Nenhuma das obrigatoriedades exigidas pela Lei Pelé, como a formação de uma comissão de atletas, o voto dos clubes, a prestação de contas, a questão do conselho fiscal independente… todas as exigências não foram alteradas. Por isso que o juiz da 8 Vara do Rio deu a liminar.

Em que pé está essa questão?
O juiz não liberou ainda. E não sei te dizer quando isso irá ocorrer pois entra a questão da Justiça brasileira.

Com todo esse cenário, por que você acha que a CBDA continua com todo o apoio das federações?
As federações, de um modo geral, têm muitas dificuldades. E aí elas preferem o “aqui e agora” do que o que eu posso ganhar no futuro. Em outras palavras, se eu posso ganhar uma competição hoje, porque eu vou apostar em um futuro que é incerto?. Então eu prefiro ficar com a competição de hoje, é mais o pragmatismo. E fora o medo da retaliação, que é preponderante. O medo da retaliação é muito forte.

Hoje você tem o apoio de quantas federações para as eleições?
São doze votos hoje. E tem mais dois que não querem revelar a opção na expectativa da eleição ser voto aberto ou fechado. O regimento prevê voto fechado. Se for mesmo o fechado, eu tenho a maioria.
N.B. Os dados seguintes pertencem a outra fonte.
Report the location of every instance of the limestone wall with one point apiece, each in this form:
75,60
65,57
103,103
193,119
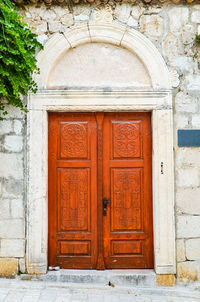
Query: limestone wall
172,29
12,192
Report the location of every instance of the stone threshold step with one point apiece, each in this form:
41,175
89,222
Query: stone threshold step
108,277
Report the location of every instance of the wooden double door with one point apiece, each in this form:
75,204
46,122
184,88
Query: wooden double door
100,190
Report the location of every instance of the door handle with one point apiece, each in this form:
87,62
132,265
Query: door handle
105,203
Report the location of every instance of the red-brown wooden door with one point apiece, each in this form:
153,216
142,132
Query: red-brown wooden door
92,156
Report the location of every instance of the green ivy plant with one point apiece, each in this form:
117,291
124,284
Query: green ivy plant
17,57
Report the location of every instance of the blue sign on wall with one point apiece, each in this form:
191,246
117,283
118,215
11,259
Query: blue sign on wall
189,138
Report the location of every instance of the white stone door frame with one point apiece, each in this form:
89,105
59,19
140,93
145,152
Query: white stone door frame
158,100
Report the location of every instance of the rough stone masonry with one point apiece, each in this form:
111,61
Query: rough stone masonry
172,29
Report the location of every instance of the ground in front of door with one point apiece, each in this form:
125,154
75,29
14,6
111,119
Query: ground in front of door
40,291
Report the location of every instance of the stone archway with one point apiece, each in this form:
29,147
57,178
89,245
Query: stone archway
155,98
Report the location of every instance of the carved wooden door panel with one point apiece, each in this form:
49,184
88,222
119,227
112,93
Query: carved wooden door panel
91,156
128,231
72,190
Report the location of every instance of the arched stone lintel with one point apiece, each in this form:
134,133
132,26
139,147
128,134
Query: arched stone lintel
112,33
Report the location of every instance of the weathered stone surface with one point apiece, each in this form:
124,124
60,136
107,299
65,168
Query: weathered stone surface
6,127
193,82
5,208
67,20
180,250
188,226
187,271
196,120
188,177
151,25
18,127
13,143
186,103
22,265
165,280
122,12
188,200
188,157
12,248
11,166
181,120
170,27
192,247
14,112
195,17
12,188
12,228
17,208
8,267
54,26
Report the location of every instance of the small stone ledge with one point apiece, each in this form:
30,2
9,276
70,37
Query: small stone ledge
165,280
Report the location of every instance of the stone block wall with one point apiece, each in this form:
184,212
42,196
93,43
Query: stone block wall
12,192
172,29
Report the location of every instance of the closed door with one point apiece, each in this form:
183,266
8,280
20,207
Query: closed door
100,193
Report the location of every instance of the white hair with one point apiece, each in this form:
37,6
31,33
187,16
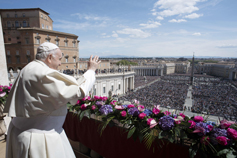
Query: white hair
42,55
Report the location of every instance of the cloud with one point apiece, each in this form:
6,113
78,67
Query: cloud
228,46
90,17
114,34
150,24
193,16
135,33
159,18
196,34
177,21
176,7
63,24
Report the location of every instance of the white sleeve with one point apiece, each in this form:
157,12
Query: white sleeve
90,80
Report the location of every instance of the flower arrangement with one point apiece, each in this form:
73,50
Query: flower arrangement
151,125
4,91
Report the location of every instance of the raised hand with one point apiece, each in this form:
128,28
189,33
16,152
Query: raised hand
93,63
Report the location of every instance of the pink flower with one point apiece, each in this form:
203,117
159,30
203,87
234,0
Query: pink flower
205,140
140,108
232,133
178,119
198,119
222,140
167,113
141,115
210,127
93,107
151,122
136,101
123,113
181,114
118,107
156,111
193,124
83,106
96,97
2,94
131,106
226,124
86,98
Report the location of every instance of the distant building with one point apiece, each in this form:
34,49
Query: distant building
25,29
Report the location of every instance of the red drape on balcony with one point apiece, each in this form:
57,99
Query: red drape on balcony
113,143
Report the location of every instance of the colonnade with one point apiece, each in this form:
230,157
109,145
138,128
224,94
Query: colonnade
149,72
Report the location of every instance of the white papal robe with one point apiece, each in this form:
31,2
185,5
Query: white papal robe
37,103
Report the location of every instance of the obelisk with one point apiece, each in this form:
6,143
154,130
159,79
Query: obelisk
3,64
192,72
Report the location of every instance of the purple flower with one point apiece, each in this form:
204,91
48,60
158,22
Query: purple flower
106,109
148,112
166,122
99,103
219,132
133,111
125,106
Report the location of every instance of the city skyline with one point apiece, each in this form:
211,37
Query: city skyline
144,28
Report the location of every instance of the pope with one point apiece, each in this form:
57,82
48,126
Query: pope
37,104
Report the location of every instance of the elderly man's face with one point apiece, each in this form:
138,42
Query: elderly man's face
54,61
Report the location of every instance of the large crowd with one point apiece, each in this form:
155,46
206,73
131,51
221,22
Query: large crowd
215,97
210,95
142,80
166,93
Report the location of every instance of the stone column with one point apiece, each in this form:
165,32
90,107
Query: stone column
3,64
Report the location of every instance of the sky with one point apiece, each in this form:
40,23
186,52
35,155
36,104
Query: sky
144,28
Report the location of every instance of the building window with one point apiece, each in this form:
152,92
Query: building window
28,59
8,24
16,24
24,23
27,40
37,41
28,52
9,61
17,59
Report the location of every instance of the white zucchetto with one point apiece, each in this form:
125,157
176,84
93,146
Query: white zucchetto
46,46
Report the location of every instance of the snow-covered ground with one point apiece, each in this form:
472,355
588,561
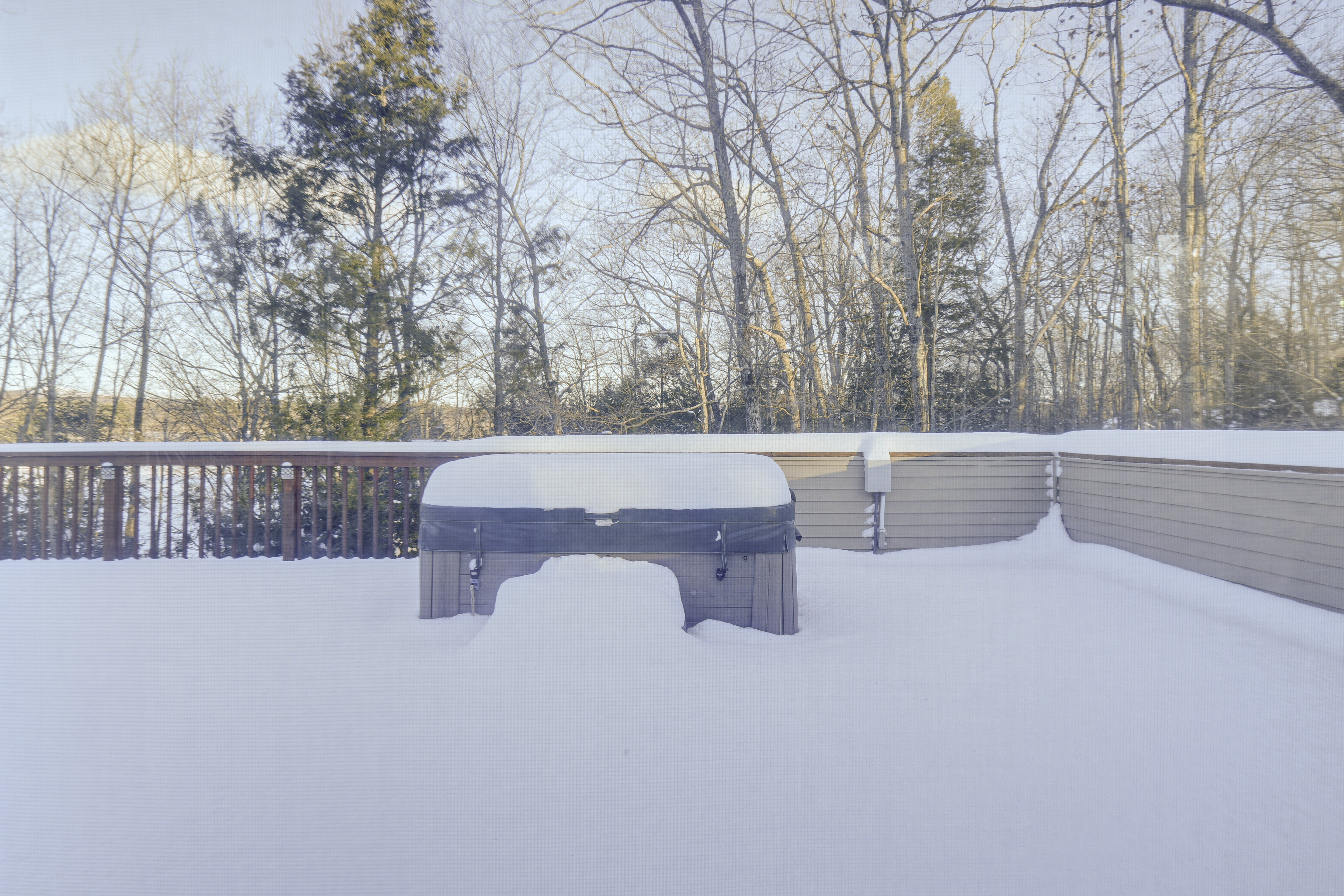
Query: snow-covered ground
1029,718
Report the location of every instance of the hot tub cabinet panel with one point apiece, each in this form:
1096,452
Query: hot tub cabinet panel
734,565
758,592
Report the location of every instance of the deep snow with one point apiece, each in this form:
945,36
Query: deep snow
1029,718
608,483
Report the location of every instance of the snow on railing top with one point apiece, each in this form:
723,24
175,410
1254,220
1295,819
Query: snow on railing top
1311,449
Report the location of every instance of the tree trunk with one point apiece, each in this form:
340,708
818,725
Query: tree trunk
698,31
1193,198
1129,409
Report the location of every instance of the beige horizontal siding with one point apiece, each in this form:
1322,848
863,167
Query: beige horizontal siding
934,502
1280,532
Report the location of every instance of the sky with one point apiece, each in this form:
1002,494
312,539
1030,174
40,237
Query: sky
51,49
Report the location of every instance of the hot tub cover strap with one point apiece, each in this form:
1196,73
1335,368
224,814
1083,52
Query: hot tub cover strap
631,531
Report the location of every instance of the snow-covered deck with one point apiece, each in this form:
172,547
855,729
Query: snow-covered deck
1029,718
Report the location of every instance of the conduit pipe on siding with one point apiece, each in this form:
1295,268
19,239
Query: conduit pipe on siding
877,481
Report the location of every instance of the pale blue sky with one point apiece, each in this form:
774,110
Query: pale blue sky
51,48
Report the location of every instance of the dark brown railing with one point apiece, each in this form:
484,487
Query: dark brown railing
123,504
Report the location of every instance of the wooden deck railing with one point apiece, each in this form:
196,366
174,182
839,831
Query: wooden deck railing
219,504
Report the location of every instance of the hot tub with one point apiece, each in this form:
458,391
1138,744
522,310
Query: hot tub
721,523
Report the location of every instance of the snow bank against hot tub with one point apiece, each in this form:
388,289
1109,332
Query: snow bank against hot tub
609,483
Se for aberto, provavelmente eu não tenho maioria.

O Ricardo de Moura foi um dos dirigentes afastados pela Justiça. Você acha que ele ainda pode aparecer como candidato para essa eleição?
Eu não duvido mas acho difícil de acontecer. Eu diria o seguinte: o fato dele não se candidatar é uma confissão de culpa. Ele deve estar dizendo, “é melhor eu ficar de fora pois lá na frente podem me pegar”. Então acho que ele não vai. E o Ricardo não é um cara que tem um perfil político, ele ficou lá para cumprir um dever, uma ordem, mas não tem um perfil político. O interesse dele é continuar sendo o chefe da comissão técnica do Brasil.

Uma das críticas que se faz nas entidades esportivas é a permanência por muito tempo do seu presidente, como o Coaracy. Você também está há muito tempo à frente da federação paulista, isso não é uma contradição?
Eu sempre pensei na alternância no poder da federação. Mas eu estava desenvolvendo um projeto que levou mais de oito anos, que é o tempo das duas gestões. E não havia nenhum impedimento, pois a lei permitia a reeleição. Então, eu me candidatava, e fui eleito por cinco eleições. Foi basicamente isso. Agora que não é mais permitido, eu estou caindo fora. Na área empresarial, uma empresa particular e familiar, como o Itaú e a Votorantim, havia sempre alguém da família na linha de sucessão e mesmo assim não deixou de ser competitiva.